ATACseq

This workflow takes as input a collection of paired fastq. It will remove bad quality and adapters with cutadapt. Map with Bowtie2 end-to-end. Will remove reads on MT and unconcordant pairs and pairs with mapping quality below 30 and PCR duplicates. Will compute the pile-up on 5' +- 100bp. Will call peaks and count the number of reads falling in the 1kb region centered on the summit. Will compute 2 normalization for coverage: normalized by million reads and normalized by million reads in peaks. Will plot the number of reads for each fragment length.

  • Author(s):
  • Lucille Delisle
  • Release: 0.17
  • License: MIT
  • UniqueID: 9debc3c9-ccbd-4ce6-a7de-80580e663cac

ATACseq Workflow

This workflow is highly concordant with the corresponding training material. You can have more information about ATAC-seq analysis in the slides and the tutorial.

Inputs dataset

  • The workflow needs a single input which is a list of dataset pairs of fastqsanger.

Inputs values

  • reference_genome: this field will be adapted to the genomes available for bowtie2 and the genomes available for bedtools slopbed (dbkeys table)
  • effective_genome_size: this is used by macs2 and may be entered manually (indications are provided for heavily used genomes)
  • bin_size: this is used when normalization of coverage is performed.

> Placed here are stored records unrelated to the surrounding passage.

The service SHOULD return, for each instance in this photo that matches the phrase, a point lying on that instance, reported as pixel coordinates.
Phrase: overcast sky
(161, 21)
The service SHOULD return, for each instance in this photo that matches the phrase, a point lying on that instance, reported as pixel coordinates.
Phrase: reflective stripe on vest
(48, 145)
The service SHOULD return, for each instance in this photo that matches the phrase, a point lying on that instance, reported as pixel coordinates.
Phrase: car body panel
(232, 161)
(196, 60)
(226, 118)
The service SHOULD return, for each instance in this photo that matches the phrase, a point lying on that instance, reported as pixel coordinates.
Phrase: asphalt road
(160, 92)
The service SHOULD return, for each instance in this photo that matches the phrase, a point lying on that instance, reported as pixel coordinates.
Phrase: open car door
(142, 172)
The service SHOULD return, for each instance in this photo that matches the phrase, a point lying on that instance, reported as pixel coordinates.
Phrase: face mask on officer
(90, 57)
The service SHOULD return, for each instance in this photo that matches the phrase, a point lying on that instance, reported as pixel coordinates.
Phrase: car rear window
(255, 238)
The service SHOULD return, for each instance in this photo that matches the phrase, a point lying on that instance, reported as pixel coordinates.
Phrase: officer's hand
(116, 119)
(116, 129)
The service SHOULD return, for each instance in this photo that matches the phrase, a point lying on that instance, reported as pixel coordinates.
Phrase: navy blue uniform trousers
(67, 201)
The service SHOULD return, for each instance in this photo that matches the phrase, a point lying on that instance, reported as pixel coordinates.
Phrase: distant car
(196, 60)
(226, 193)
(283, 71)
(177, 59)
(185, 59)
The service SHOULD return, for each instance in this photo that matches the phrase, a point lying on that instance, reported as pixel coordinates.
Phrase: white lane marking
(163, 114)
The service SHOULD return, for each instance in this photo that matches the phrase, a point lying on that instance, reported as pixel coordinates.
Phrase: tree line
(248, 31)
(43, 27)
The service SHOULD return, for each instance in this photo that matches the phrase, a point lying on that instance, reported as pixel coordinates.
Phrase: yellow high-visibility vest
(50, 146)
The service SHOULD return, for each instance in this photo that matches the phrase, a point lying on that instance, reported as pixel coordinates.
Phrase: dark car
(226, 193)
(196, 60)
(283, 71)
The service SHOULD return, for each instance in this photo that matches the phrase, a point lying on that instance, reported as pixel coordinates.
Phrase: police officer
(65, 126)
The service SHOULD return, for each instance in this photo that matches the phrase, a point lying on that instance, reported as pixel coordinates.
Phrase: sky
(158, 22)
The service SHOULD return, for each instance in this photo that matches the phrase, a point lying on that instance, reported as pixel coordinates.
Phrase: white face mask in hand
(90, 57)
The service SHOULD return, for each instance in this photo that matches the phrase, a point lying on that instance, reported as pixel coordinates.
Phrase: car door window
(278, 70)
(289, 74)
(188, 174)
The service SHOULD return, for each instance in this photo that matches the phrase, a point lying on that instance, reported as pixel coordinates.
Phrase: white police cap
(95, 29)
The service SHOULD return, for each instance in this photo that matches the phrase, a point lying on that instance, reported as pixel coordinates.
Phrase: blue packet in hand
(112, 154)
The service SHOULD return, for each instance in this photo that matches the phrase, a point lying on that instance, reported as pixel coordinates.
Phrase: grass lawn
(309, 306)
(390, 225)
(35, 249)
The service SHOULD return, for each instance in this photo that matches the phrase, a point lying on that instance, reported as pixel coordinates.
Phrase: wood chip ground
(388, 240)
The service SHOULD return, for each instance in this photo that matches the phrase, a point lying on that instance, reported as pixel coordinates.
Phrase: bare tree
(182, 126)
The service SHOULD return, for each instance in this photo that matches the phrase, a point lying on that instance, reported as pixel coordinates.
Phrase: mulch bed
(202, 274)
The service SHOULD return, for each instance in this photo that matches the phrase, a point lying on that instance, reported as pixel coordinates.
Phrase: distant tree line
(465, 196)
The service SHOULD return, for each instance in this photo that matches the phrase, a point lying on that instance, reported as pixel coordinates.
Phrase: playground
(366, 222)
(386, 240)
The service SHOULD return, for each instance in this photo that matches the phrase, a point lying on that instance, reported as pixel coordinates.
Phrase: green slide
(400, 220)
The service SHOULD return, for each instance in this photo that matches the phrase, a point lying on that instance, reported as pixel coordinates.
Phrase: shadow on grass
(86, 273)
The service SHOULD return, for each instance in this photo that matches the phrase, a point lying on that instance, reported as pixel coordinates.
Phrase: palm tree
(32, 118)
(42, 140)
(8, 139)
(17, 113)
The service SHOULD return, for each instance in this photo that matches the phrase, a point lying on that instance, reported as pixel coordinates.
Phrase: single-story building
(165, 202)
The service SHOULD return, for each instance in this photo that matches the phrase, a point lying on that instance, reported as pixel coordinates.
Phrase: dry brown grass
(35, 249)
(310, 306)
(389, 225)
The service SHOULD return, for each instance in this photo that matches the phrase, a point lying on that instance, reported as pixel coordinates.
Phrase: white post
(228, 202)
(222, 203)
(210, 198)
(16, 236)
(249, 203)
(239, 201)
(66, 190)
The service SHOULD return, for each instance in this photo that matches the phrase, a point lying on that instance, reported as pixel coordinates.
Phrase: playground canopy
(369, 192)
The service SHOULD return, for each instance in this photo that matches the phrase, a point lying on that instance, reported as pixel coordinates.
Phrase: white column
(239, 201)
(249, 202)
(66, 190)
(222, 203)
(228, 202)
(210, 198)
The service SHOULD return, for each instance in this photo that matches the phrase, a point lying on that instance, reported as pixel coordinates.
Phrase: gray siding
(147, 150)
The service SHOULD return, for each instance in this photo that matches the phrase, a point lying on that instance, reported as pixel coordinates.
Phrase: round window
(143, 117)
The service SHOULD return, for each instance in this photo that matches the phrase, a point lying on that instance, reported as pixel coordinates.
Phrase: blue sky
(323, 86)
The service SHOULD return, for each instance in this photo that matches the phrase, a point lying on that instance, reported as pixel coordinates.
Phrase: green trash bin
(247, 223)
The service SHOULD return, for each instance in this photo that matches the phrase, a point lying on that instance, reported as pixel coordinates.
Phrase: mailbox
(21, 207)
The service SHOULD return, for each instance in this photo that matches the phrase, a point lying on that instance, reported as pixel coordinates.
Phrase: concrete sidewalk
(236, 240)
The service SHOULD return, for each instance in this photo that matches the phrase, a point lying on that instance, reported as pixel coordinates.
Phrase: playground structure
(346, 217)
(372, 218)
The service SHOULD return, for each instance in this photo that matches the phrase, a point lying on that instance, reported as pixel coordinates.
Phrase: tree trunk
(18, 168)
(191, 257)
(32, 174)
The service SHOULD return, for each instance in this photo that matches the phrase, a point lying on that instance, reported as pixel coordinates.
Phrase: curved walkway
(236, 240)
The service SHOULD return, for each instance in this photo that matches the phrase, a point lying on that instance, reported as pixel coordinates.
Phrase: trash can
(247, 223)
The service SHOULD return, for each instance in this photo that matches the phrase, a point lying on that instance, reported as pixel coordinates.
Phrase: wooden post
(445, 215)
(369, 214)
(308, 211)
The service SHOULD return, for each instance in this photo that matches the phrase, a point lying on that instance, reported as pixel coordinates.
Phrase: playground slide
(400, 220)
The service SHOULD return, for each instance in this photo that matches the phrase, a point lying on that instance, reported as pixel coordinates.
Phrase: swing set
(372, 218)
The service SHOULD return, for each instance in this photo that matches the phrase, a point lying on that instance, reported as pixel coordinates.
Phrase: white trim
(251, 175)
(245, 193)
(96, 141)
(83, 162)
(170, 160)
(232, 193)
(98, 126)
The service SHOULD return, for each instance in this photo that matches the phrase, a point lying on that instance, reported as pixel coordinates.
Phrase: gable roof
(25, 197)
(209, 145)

Large values will allow to have smaller output files but with less resolution while small values will increase computation time and size of output files to produce more resolutive bigwigs.

Processing

  • The workflow will remove nextera adapters and low quality bases and filter out any read smaller than 15bp.
  • The filtered reads are mapped with bowtie2 allowing dovetail and fragment length up to 1kb.
  • The BAM is filtered to keep only MAPQ30, concordant pairs and pairs outside of the mitochondria.
  • The PCR duplicates are removed with Picard (only from version 0.8).
  • The BAM is converted to BED to enable macs2 to take both pairs into account.
  • The peaks are called with macs2 which at the same time generates a coverage file.
  • The coverage file is converted to bigwig
  • The amount of reads 500bp from summits and the total number of reads are computed.
  • Two normalizations are computed:
    • By million reads
    • By million reads in peaks (500bp from summits)
  • Other QC are performed:
    • A histogram with fragment length is computed.
    • The evaluation of percentage of reads to chrM or MT is computed.
  • A multiQC is run to have an overview of the QC.

Warning

  • The reference_genome parameter value is used to select references in bowtie2 and bedtools slopbed. Only references that are present in bowtie2 and bedtools slopbed are selectable. If your favorite reference genome is not available ask your administrator to make sure that each bowtie2 reference has a corresponding len file for use in bedtools slopbed.